I've read the author feedback and appreciate the added experiment, which shows the benefit of the proposed ZAS initialization in training very deep ResNets compared with standard init schemes (the authors tried the Xavier init.) For the moment I am raising my score to 6. ------ This paper proves a simple theoretical result for optimizing a deep linear network: when all layers are d-by-d, if we initialize the top layer as 0 and all but the top layer by the identity matrix, then the gradient flow (as well as gradient descent with a polynomially small stepsize) enjoys linear convergence to zero risk on the matrix regression problem. This paper is well presented and the convergence result is particularly neat. However the result is a rather direct consequence of a known alignment property on deep linear networks, and thus might be incremental in its contribution and novelty. Indeed, the proof follows straightforwardly from the known fact (as the authors noted) that the matrices W_{l+1}^T * W_{l+1} - W_l * W_l^T remains constant on the gradient flow path. This paper comes up with a specific design which utilizes the above fact and implies that W_{(L-1):1} stays well-conditioned, and hence a gradient domination condition. Compared with existing alignment-type results on deep linear nets (e.g. Ji and Telgarsky 2019), the present result is a bit lacking in interesting messages for real problems, e.g. when nonlinearity is present.

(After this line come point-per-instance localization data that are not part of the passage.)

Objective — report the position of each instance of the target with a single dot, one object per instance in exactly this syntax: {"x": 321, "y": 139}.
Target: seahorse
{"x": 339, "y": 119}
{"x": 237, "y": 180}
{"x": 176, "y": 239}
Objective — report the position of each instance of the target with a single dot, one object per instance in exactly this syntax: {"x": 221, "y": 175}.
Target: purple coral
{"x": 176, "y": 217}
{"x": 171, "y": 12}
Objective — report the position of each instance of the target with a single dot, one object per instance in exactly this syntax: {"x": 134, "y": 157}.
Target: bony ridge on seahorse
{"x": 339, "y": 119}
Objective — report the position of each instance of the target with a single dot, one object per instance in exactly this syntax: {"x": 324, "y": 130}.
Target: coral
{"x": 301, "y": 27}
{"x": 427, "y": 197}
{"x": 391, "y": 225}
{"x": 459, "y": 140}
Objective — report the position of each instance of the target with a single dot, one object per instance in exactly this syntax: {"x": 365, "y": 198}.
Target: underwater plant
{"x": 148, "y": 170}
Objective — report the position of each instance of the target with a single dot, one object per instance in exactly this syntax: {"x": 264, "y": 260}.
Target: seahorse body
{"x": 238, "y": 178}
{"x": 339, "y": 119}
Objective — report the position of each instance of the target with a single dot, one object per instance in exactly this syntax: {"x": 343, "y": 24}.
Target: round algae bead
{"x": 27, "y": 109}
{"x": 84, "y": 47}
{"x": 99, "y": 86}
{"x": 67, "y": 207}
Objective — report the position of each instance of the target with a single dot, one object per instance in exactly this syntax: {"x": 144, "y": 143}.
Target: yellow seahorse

# Positive aspects * The toy model of Figure 1 is insightful and effective at providing an intuition behind the potential advantages of the method. # Post-rebuttal Authors have responded to some of my criticisms, increasing my score to 6. * I checked the proofs in Page 5 and they seem correct to me. # Main criticism The main limitation I see in this paper is that experiments are exclusively done on linear networks. While linear networks might provide a useful tool for the theoretical analysis of initialization and to derive convergence rates, they are not useful machine learning models. In other words, I do not think the development of a new initialization method is useful unless its shown to be competitive on real problems (i.e., beyond deep linear networks). Furthermore, I have concerns with the experiments the authors show even in this unrealistic scenario. The authors only show _one_ run of their experiments where ZAS outperforms the near-identity initialization. It is hence unclear whether this is a reproducible effect or an exception one that only arises in this very specific example that the authors hand-picked. It would be much more convincing in any case to show these curves for multiple runs of the same dataset and not just one hand-picked. # Other comments The paper is rather poorly written. Take for example the description of related work in L17-23. The authors write "the random orthogonal initialization proposed in analyzing the gradient descent ..." are the authors citing a paper named "analyzing the gradient descent ..." ? are they describing the paper?, or in the next line "how the knowledge transfer across tasks in transfer learning" [what is knowledge? transfer-> transfers? furthermore, how is this related to the current paper? Almost every paragraph has some example of poor writing like this, making the paper hard to read. Poor writing is not limited to prose. The mathematical notation is equally sloppy. For example, R is defined in Eq. (2.3) as a function of W_1, ..., W_L. It then appears right below in (2.4), where its instead a function of the iterations t. I guess that R(t) is overloaded to mean R(W_1, ..., W_L), where the W's are taken at the t-th iterate, but I shouldn't have to guess. # Suggestions It seems to be that A : B = tr(A B^T), why not use this more standard notation?